Berau jurnalpolisi id
Satuan Reserse Kriminal (Satreskrim) Polres Berau berhasil mengamankan seorang pria yang diduga melakukan pengancaman serta perusakan di area Kantor Pengadilan Negeri Tanjung Redeb, Kabupaten Berau, Kalimantan Timur.
Pelaku berhasil ditangkap kurang dari 24 jam setelah kejadian.
Kasat Reskrim Polres Berau AKP Jodhy Rahman menjelaskan, peristiwa tersebut terjadi pada Senin (9/3/2026) sekitar pukul 12.41 WITA di halaman Kantor Pengadilan Negeri Tanjung Redeb yang berlokasi di Jalan Pemuda, Kecamatan Tanjung Redeb.
“Pelaku datang ke area pengadilan dalam kondisi emosi dan melakukan tindakan yang mengancam keselamatan orang lain serta merusak fasilitas yang ada di lokasi,” ujar AKP Jodhy Rahman.

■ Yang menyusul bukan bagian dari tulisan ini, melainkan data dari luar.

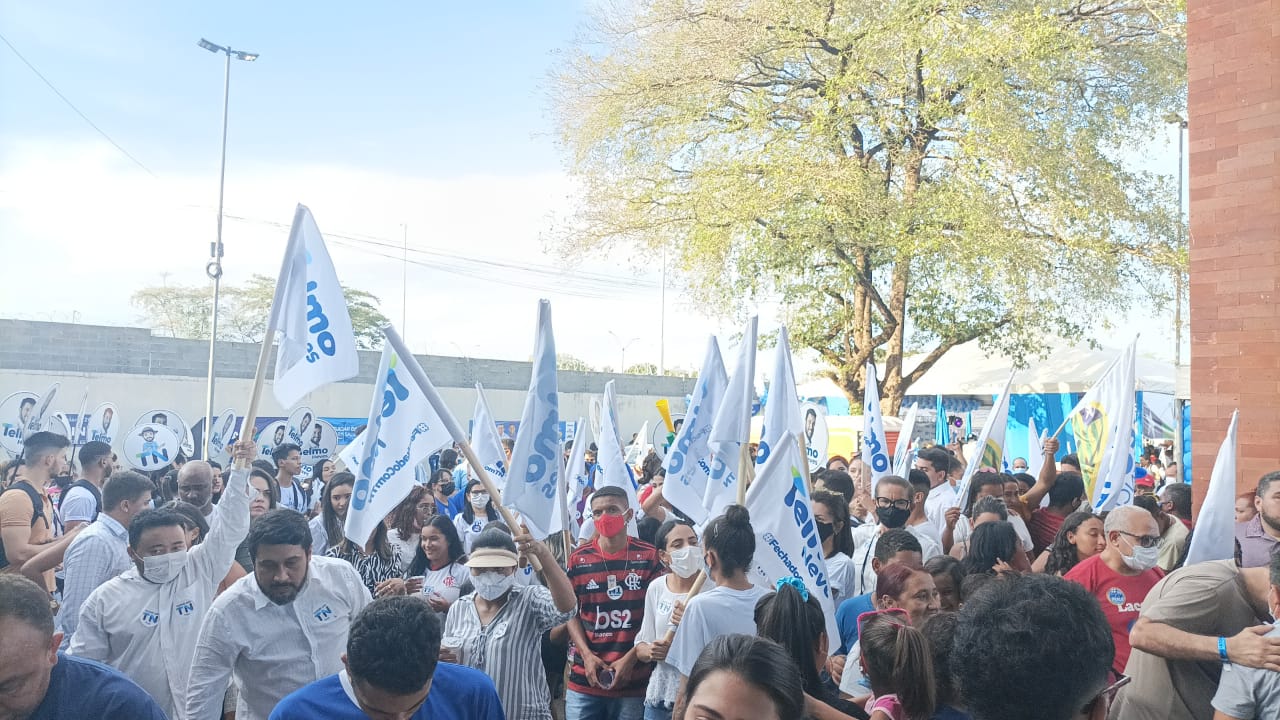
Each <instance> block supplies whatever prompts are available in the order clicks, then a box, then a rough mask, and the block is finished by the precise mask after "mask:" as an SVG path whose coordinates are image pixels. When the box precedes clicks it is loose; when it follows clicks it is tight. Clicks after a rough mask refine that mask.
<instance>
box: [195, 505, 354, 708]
mask: <svg viewBox="0 0 1280 720" xmlns="http://www.w3.org/2000/svg"><path fill="white" fill-rule="evenodd" d="M248 552H250V557H251V559H252V561H253V574H252V575H246V577H244V578H241V579H239V580H237V582H236V583H234V584H233V585H232V587H230V588H228V589H227V592H224V593H223V594H221V596H219V597H218V600H216V601H214V605H212V607H211V609H210V611H209V614H207V615H206V616H205V623H204V625H201V628H200V638H198V639H197V641H196V655H195V659H193V661H192V664H191V678H189V680H188V684H187V701H186V712H184V714H182V716H183V717H198V719H206V717H219V716H220V715H221V707H223V693H224V692H225V691H227V684H228V680H229V679H230V676H232V675H234V676H236V685H237V687H238V688H239V701H238V702H237V707H236V717H237V719H239V720H266V719H268V717H269V716H270V714H271V708H274V707H275V706H276V703H279V702H280V700H283V698H284V697H285V696H288V694H289V693H292V692H293V691H297V689H298V688H301V687H303V685H307V684H308V683H314V682H316V680H319V679H321V678H325V676H329V675H333V674H335V673H339V671H340V670H342V669H343V665H342V656H343V652H344V651H346V647H347V630H348V628H349V626H351V621H352V619H353V618H355V616H356V615H357V614H360V611H361V610H364V609H365V606H366V605H369V603H370V602H371V598H370V596H369V591H367V589H366V588H365V583H364V582H362V580H361V579H360V574H358V573H357V571H356V569H355V568H352V565H351V564H349V562H346V561H343V560H337V559H332V557H320V556H315V557H312V555H311V529H310V528H308V527H307V520H306V518H305V516H302V515H300V514H297V512H294V511H292V510H284V509H280V510H273V511H270V512H268V514H265V515H262V516H260V518H259V519H257V521H255V523H253V527H252V528H251V529H250V533H248Z"/></svg>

Berdasarkan hasil penyelidikan, pelaku berinisial SE (51), warga Kampung Sei Bebanir Bangun, Kecamatan Sambaliung. Saat berada di halaman kantor pengadilan, pelaku sempat memotong pohon sambil marah-marah dan menyampaikan keinginannya untuk bertemu dengan Ketua Pengadilan.
Ketika ditegur oleh salah satu petugas, pelaku justru mengejar saksi sambil mengayunkan senjata tajam jenis parang.

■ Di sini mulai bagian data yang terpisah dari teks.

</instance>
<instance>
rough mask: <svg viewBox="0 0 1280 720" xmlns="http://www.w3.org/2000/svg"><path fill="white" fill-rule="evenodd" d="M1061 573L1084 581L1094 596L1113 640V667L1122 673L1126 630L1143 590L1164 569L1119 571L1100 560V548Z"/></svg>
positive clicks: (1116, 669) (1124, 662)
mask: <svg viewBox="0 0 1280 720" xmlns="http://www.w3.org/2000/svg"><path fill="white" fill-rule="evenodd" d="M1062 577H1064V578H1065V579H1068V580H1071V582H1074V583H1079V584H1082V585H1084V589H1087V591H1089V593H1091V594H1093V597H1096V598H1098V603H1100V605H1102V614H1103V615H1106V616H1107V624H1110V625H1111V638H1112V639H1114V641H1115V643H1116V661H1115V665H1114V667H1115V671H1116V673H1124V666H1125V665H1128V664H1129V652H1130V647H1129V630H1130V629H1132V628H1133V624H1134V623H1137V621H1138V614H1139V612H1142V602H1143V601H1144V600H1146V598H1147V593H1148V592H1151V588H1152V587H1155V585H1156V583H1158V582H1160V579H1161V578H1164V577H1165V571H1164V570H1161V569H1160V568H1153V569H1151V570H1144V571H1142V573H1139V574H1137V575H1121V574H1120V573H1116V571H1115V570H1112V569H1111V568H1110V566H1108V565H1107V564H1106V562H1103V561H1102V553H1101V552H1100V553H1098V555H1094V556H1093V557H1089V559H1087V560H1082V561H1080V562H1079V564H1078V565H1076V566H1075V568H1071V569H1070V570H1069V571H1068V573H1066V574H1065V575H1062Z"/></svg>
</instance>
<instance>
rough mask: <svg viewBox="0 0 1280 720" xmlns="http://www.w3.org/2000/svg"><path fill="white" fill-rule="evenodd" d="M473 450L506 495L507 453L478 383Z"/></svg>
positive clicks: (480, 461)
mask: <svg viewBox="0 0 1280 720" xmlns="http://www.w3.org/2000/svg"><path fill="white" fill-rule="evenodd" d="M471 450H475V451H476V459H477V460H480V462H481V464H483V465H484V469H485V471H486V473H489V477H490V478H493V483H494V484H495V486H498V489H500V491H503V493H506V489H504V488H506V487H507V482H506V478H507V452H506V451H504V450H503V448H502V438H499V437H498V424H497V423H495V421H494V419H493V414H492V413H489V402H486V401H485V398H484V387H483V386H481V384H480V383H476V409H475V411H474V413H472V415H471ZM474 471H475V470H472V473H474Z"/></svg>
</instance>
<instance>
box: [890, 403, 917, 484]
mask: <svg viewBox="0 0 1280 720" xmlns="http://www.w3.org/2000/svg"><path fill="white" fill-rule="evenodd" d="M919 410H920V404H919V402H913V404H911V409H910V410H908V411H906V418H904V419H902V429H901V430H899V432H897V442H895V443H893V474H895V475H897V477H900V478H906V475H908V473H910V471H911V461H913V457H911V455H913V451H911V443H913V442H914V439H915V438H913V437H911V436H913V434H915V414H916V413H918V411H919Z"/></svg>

Saksi kemudian berusaha menyelamatkan diri dengan menutup pintu Pelayanan Terpadu Satu Pintu (PTSP) atau lobi, sehingga ayunan parang pelaku mengenai pintu tersebut.
“Karena tidak berhasil masuk, pelaku kemudian menuju pintu pengunjung di bagian depan gedung dan kembali melakukan perusakan terhadap sejumlah fasilitas di area tersebut,” jelasnya.
Aksi pelaku sempat menimbulkan kepanikan di kalangan pengunjung dan pegawai pengadilan. Setelah beberapa kali mencoba masuk ke dalam gedung namun gagal, pelaku akhirnya meninggalkan lokasi menggunakan sepeda motor.
Peristiwa tersebut kemudian dilaporkan kepada pihak kepolisian oleh pihak Pengadilan Negeri Tanjung Redeb.
Menindaklanjuti laporan tersebut, tim Resmob Satreskrim Polres Berau langsung melakukan serangkaian penyelidikan. Kurang dari 24 jam, pelaku berhasil diamankan di kediamannya di Kampung Sei Bebanir Bangun pada Senin (9/3/2026) sekitar pukul 23.40 WITA.
Dalam penangkapan tersebut, polisi turut mengamankan sejumlah barang bukti berupa satu bilah parang, satu tas warna hitam, satu unit sepeda motor yang digunakan pelaku, serta pakaian yang dikenakan saat kejadian.
“Tersangka beserta barang bukti telah kami amankan di Polres Berau untuk menjalani proses penyidikan lebih lanjut,” tegas AKP Jodhy Rahman.
Atas perbuatannya, tersangka dijerat dengan Pasal 521 KUHP tentang tindak pidana pengancaman dan perusakan.
Polres Berau juga mengimbau masyarakat agar tidak menyelesaikan permasalahan dengan tindakan yang melanggar hukum.
“Kami mengimbau masyarakat untuk menyelesaikan setiap persoalan secara bijak dan tidak melakukan tindakan yang dapat membahayakan diri sendiri maupun orang lain,” pungkasnya.